# no/not (pronunciation)



## albondiga

Wikipedia's Tagalog page gives a few basic phrases with pronunciation, including:

No: _hindî_ [hɪnˈdɛʔ] (*hin-DEH*)
I don't understand: _Hindî ko maintindihan_ [hɪnˈdiː ko mɐʔɪnˌtɪndiˈhan] (*hin-DEE* koh ma-in-TIN-dih-HAN)

I was wondering about the two different pronunciations given for _hindî_... Is it pronounced (a) "hin-DEH" when used as the stand-alone equivalent of the English "no" and (b) "hin-DEE" when used as the equivalent of the English "not" in a longer phrase?  If not, then what's the distinction above?


----------



## Outsider

Or the transcription could be wrong...


----------



## MarcB

*hin-DEH is the most common  way. hin-DEE* shows emphasis but natives can give you more info.


----------



## Qcumber

MarcB said:


> *hin-DEH is the most common way. hin-DEE* shows emphasis but natives can give you more info.


I am not a native, but I know the answer.
*Hindî* is pronounced [hIn'dI?] in isolation. B( I )B= <i> as in Eng. fit.

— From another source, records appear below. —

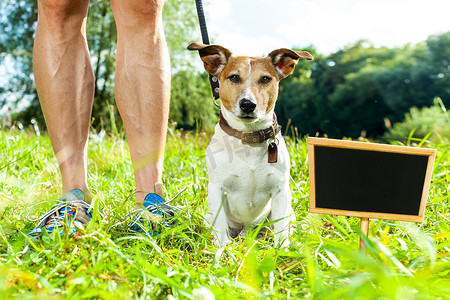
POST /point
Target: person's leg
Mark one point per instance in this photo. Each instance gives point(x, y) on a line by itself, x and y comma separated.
point(143, 88)
point(65, 85)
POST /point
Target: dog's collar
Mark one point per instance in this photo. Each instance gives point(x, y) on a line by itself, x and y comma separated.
point(251, 137)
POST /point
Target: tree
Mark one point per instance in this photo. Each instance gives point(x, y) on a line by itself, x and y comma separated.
point(17, 27)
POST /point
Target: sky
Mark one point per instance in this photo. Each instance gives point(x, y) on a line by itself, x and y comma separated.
point(256, 27)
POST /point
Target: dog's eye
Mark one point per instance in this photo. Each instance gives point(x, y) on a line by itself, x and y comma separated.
point(235, 78)
point(265, 79)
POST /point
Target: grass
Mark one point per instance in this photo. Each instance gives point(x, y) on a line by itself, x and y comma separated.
point(403, 260)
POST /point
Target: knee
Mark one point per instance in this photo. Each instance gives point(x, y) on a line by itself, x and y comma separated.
point(142, 14)
point(57, 13)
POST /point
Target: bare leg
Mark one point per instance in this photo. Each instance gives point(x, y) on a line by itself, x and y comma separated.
point(143, 88)
point(65, 85)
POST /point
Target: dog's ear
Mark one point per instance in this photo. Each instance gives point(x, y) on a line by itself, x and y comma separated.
point(214, 57)
point(284, 60)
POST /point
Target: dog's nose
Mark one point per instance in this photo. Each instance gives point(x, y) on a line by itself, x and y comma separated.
point(247, 106)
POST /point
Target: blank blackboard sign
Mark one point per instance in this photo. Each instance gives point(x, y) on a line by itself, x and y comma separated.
point(369, 180)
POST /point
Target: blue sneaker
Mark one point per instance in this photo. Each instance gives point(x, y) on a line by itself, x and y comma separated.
point(156, 215)
point(70, 210)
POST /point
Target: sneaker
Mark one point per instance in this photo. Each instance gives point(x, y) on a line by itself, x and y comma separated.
point(156, 215)
point(70, 210)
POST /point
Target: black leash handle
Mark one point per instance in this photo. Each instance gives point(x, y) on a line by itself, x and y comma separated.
point(214, 82)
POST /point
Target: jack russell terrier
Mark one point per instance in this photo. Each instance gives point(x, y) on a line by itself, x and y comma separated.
point(247, 159)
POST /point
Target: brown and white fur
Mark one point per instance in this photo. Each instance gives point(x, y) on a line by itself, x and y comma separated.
point(244, 189)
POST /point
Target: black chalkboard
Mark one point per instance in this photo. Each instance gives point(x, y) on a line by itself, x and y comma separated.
point(369, 180)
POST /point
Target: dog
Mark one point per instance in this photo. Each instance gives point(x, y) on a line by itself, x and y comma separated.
point(247, 159)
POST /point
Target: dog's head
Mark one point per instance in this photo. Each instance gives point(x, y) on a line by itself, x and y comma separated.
point(248, 85)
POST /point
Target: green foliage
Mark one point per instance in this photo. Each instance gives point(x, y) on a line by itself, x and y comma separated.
point(432, 123)
point(17, 26)
point(403, 260)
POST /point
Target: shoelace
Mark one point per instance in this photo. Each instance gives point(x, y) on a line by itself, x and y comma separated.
point(164, 209)
point(53, 212)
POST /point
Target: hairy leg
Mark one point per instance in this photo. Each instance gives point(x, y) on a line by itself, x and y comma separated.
point(65, 85)
point(143, 88)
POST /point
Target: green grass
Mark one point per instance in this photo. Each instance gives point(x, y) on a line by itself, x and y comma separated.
point(403, 260)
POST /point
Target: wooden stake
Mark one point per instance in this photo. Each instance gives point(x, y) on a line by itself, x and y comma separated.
point(364, 226)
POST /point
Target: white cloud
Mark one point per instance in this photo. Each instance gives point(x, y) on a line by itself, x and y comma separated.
point(254, 27)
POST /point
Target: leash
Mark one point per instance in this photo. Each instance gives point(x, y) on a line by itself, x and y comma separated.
point(213, 81)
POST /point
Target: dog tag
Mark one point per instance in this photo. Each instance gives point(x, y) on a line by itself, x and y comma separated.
point(273, 153)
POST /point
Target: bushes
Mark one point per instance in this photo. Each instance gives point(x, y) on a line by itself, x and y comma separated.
point(432, 123)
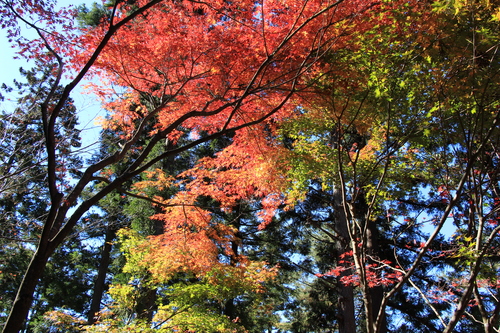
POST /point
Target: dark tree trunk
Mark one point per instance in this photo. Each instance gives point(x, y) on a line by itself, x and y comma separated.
point(24, 298)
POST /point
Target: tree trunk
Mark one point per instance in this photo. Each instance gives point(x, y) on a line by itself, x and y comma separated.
point(100, 282)
point(345, 317)
point(377, 292)
point(24, 298)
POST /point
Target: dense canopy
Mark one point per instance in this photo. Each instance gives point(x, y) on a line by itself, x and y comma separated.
point(271, 165)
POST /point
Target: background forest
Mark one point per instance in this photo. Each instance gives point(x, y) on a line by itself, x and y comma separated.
point(262, 166)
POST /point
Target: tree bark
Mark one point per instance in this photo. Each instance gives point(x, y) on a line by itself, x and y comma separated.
point(345, 317)
point(100, 282)
point(24, 298)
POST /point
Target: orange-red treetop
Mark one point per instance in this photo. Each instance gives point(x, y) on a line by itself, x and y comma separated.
point(212, 66)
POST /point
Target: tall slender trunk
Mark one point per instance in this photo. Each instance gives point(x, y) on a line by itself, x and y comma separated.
point(100, 282)
point(346, 316)
point(24, 298)
point(377, 292)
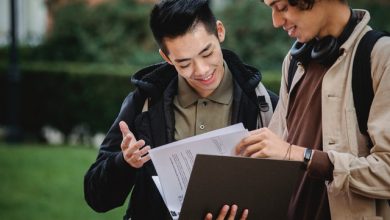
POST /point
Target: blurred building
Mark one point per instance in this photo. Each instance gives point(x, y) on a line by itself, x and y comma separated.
point(31, 19)
point(34, 17)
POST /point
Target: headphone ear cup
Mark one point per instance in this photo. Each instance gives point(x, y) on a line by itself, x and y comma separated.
point(301, 51)
point(326, 51)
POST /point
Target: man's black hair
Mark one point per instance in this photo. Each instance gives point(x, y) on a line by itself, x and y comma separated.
point(173, 18)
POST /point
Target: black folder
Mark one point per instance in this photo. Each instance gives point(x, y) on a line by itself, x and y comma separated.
point(263, 186)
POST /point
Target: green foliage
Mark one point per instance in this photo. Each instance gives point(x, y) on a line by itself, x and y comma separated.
point(64, 96)
point(112, 32)
point(44, 182)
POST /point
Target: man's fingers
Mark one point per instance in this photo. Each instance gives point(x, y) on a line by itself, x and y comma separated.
point(209, 216)
point(244, 215)
point(125, 129)
point(233, 212)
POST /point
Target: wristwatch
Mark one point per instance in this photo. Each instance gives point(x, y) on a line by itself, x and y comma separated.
point(307, 154)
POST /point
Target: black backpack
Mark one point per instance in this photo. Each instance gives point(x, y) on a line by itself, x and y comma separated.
point(362, 90)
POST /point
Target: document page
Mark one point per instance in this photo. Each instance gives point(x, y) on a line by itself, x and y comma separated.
point(174, 161)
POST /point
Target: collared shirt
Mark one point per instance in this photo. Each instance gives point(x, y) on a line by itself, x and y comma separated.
point(196, 115)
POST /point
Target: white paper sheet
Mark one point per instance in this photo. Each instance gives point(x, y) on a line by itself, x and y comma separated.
point(174, 161)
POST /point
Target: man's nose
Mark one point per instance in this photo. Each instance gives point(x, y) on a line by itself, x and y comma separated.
point(277, 19)
point(201, 68)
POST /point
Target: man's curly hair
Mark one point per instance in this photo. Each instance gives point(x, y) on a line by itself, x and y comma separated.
point(304, 4)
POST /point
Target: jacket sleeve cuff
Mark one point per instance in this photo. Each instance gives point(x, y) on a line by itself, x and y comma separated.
point(320, 166)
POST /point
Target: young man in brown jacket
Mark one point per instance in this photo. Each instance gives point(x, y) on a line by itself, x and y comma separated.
point(315, 119)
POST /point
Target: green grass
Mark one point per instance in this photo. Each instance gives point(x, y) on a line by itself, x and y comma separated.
point(46, 182)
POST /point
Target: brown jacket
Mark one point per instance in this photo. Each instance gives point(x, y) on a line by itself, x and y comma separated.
point(361, 178)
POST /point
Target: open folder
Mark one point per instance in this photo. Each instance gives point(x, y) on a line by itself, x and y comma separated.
point(263, 186)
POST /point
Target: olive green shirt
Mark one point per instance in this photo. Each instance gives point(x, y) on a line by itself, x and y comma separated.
point(196, 115)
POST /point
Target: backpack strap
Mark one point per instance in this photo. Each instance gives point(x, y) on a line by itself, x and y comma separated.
point(291, 72)
point(363, 92)
point(266, 107)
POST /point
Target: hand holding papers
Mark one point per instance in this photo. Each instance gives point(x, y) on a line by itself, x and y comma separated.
point(174, 161)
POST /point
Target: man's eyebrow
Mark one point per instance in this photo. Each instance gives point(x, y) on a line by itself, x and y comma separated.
point(186, 59)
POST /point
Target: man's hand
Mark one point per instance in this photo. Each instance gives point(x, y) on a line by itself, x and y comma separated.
point(134, 152)
point(262, 143)
point(224, 212)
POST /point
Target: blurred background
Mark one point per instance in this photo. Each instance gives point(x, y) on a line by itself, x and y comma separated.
point(65, 67)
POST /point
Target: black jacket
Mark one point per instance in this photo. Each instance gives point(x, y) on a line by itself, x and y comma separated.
point(110, 179)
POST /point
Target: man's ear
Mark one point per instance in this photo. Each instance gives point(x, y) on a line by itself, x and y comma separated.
point(220, 31)
point(165, 57)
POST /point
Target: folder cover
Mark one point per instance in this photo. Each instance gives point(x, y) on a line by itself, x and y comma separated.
point(263, 186)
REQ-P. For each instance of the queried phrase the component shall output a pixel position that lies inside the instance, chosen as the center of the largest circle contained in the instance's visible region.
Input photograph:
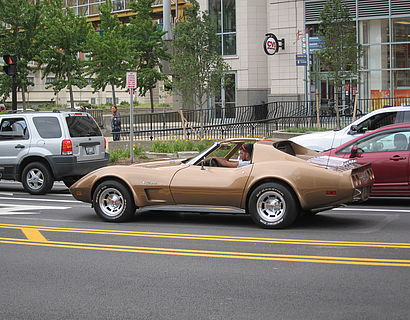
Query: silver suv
(40, 147)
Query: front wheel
(113, 202)
(37, 178)
(273, 206)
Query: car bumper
(66, 166)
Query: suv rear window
(47, 127)
(82, 126)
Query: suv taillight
(66, 148)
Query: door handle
(397, 158)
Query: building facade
(382, 27)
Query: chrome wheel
(271, 206)
(111, 202)
(35, 179)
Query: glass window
(401, 55)
(401, 79)
(375, 31)
(223, 13)
(401, 30)
(47, 127)
(82, 126)
(13, 128)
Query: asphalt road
(60, 261)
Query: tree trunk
(23, 96)
(70, 88)
(113, 94)
(151, 97)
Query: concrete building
(383, 29)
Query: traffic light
(11, 64)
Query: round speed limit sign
(271, 45)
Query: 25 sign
(271, 44)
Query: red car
(387, 149)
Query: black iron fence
(256, 120)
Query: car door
(14, 144)
(390, 162)
(196, 185)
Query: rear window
(82, 126)
(47, 127)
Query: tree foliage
(19, 34)
(65, 37)
(197, 66)
(151, 48)
(110, 52)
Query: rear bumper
(66, 166)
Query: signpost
(131, 85)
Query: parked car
(326, 140)
(387, 149)
(38, 148)
(274, 188)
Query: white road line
(370, 210)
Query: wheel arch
(115, 178)
(270, 180)
(32, 159)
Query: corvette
(283, 181)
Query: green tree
(19, 34)
(150, 48)
(110, 50)
(64, 38)
(197, 66)
(340, 53)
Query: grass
(304, 130)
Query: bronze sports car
(281, 181)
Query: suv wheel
(37, 178)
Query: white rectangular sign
(131, 80)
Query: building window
(223, 12)
(224, 103)
(50, 80)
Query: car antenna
(331, 147)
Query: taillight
(66, 148)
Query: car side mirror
(355, 152)
(354, 129)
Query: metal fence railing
(255, 120)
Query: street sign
(131, 80)
(301, 60)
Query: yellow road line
(215, 254)
(33, 235)
(212, 237)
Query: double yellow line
(35, 238)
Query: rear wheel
(37, 178)
(113, 202)
(273, 205)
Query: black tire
(69, 181)
(113, 202)
(273, 206)
(37, 178)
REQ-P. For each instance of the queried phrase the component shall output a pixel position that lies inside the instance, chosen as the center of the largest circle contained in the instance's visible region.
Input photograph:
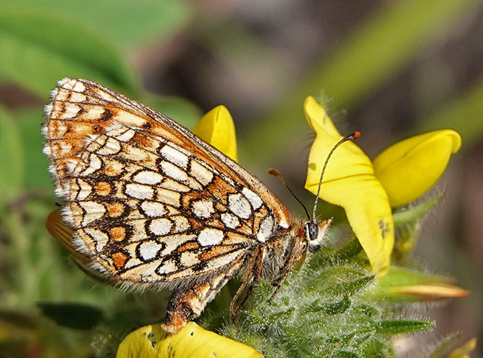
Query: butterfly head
(316, 232)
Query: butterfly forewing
(149, 201)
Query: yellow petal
(429, 292)
(409, 168)
(349, 182)
(216, 127)
(463, 351)
(191, 342)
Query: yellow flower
(191, 342)
(400, 174)
(409, 168)
(216, 127)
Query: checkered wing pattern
(151, 203)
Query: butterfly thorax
(285, 248)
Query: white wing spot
(111, 147)
(153, 209)
(265, 229)
(139, 191)
(239, 206)
(200, 173)
(148, 250)
(147, 177)
(253, 198)
(100, 238)
(160, 227)
(169, 197)
(71, 111)
(174, 172)
(188, 259)
(209, 237)
(93, 211)
(230, 220)
(203, 208)
(167, 267)
(174, 156)
(181, 224)
(94, 164)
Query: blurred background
(390, 69)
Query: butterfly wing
(148, 200)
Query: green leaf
(148, 19)
(29, 124)
(415, 212)
(178, 109)
(401, 276)
(72, 315)
(402, 326)
(12, 164)
(349, 287)
(37, 49)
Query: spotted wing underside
(148, 200)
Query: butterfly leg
(252, 274)
(188, 302)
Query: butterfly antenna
(352, 137)
(276, 173)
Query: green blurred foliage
(44, 41)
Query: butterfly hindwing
(149, 201)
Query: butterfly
(151, 205)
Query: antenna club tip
(274, 172)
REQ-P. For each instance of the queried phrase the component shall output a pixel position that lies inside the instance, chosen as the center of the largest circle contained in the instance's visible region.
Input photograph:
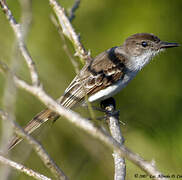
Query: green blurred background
(150, 106)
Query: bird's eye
(144, 44)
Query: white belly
(111, 90)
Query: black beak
(168, 45)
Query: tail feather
(35, 123)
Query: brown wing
(106, 69)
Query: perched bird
(105, 75)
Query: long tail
(35, 123)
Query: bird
(103, 76)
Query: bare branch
(73, 10)
(69, 31)
(65, 47)
(49, 163)
(113, 121)
(86, 125)
(23, 169)
(10, 90)
(20, 38)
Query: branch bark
(86, 125)
(69, 31)
(17, 28)
(73, 117)
(113, 121)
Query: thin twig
(23, 169)
(69, 31)
(86, 125)
(10, 90)
(73, 10)
(20, 38)
(48, 161)
(113, 121)
(65, 47)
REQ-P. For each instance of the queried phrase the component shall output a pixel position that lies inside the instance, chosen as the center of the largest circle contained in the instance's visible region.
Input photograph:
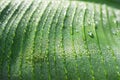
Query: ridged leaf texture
(59, 40)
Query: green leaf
(59, 40)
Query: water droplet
(90, 34)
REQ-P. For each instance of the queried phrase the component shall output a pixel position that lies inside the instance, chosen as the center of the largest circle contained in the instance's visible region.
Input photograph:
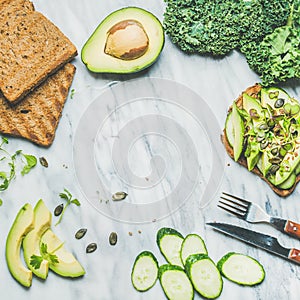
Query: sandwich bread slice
(37, 116)
(262, 133)
(31, 49)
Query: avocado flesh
(238, 127)
(31, 242)
(93, 52)
(23, 224)
(67, 265)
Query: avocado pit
(127, 40)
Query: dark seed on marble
(279, 103)
(58, 210)
(43, 162)
(119, 196)
(91, 248)
(80, 233)
(113, 238)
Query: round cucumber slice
(241, 269)
(175, 283)
(192, 244)
(204, 276)
(144, 271)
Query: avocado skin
(97, 61)
(23, 223)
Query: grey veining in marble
(143, 136)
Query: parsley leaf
(36, 260)
(66, 195)
(9, 163)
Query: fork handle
(287, 226)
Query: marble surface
(154, 135)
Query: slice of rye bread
(31, 49)
(253, 91)
(36, 117)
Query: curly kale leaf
(277, 57)
(218, 26)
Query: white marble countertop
(183, 146)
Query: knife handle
(286, 226)
(292, 228)
(294, 255)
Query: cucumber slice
(144, 271)
(289, 182)
(229, 130)
(238, 127)
(241, 269)
(192, 244)
(204, 275)
(175, 283)
(169, 243)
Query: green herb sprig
(36, 260)
(69, 200)
(6, 177)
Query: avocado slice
(270, 96)
(238, 128)
(250, 103)
(67, 265)
(126, 41)
(23, 223)
(31, 242)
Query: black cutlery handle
(287, 226)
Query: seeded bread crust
(37, 116)
(31, 49)
(253, 91)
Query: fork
(253, 213)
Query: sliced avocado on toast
(268, 135)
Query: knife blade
(266, 242)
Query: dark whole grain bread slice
(253, 91)
(37, 116)
(31, 49)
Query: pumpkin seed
(275, 160)
(113, 238)
(264, 144)
(274, 151)
(58, 210)
(91, 247)
(43, 162)
(273, 95)
(80, 233)
(279, 103)
(273, 169)
(263, 126)
(282, 152)
(119, 196)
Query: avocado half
(126, 41)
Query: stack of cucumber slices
(190, 269)
(264, 129)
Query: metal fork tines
(243, 209)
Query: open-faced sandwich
(262, 133)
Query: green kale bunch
(218, 26)
(277, 57)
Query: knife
(266, 242)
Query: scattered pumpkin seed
(113, 238)
(43, 162)
(273, 169)
(119, 196)
(91, 247)
(264, 144)
(275, 160)
(279, 103)
(80, 233)
(58, 210)
(263, 126)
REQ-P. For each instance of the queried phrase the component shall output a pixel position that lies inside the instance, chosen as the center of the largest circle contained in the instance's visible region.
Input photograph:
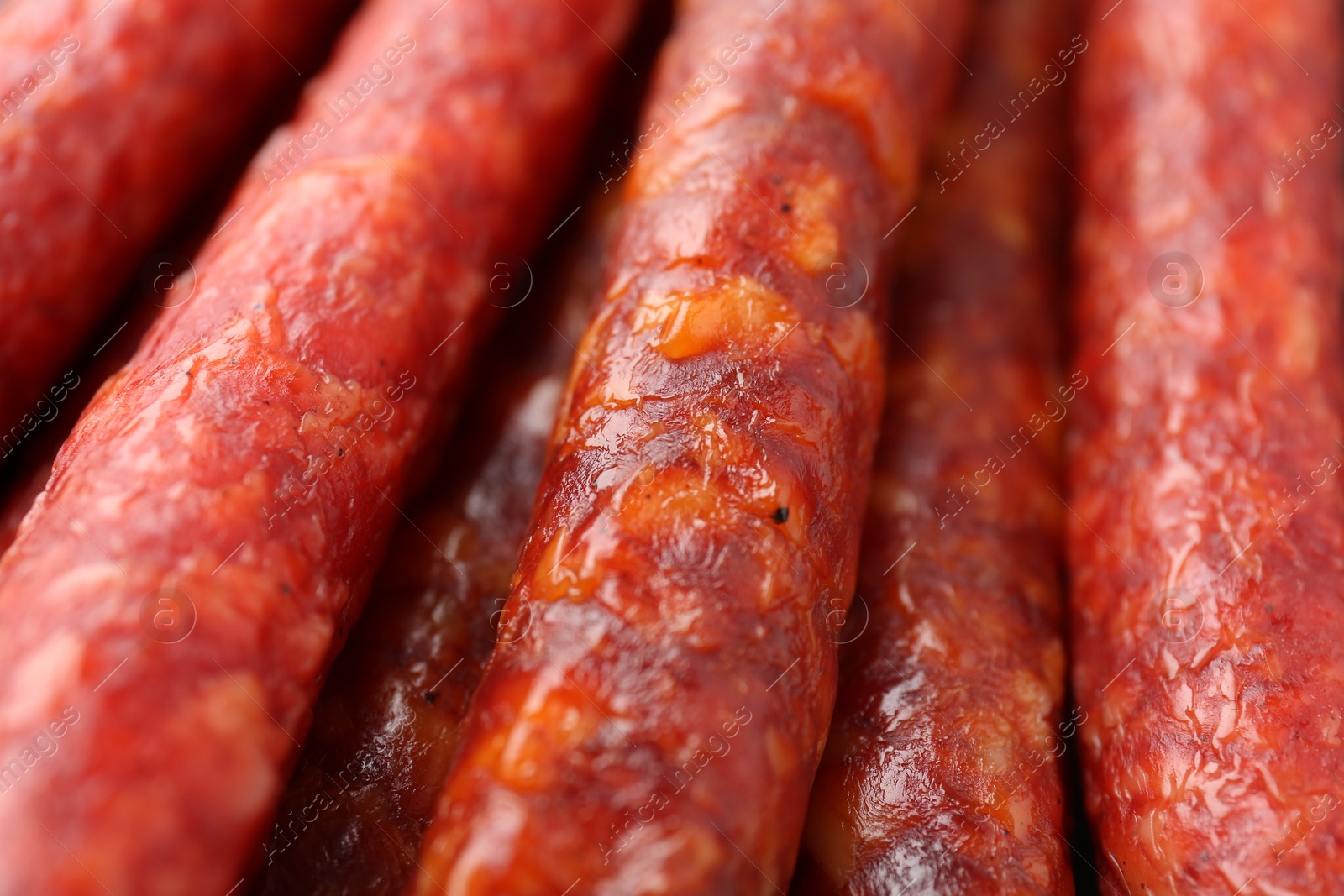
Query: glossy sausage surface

Within an utterance, the glottal stop [?] is dropped, and a compensatory lengthening of the vowel takes place, e.g. *Hindî túnay.* [hIn di: 'tu: naj] "It's not genuine."

Some speakers tend to replace the final B( I )B by [e], e.g.
*dáhil *['da:hIl] > ['da:hel]
*hindî* [hIn'dI?] > [hIn'de?]

Except in loan words, _, B( I )B and [e] are allomorphs; all three are the realization of the phoneme /i/.

P.S. Whenever I write I in square brackets, it's changed into i by the system. So I have deleted the brackets wherever necessary and replaced them by B( )B._


----------



## epistolario

albondiga said:


> Wikipedia's Tagalog page gives a few basic phrases with pronunciation, including:
> 
> No: _hindî_ [hɪnˈdɛʔ] (*hin-DEH*)
> I don't understand: _Hindî ko maintindihan_ [hɪnˈdiː ko mɐʔɪnˌtɪndiˈhan] (*hin-DEE* koh ma-in-TIN-dih-HAN)
> 
> I was wondering about the two different pronunciations given for _hindî_... Is it pronounced (a) "hin-DEH" when used as the stand-alone equivalent of the English "no" and (b) "hin-DEE" when used as the equivalent of the English "not" in a longer phrase? If not, then what's the distinction above?


 
Yes, that's how we say it. Except for non-native Tagalog speakers, they tend to mispronounce that. They tend to say hin-DEH ko maintindihan.


----------



## albondiga

Thanks, everyone!


----------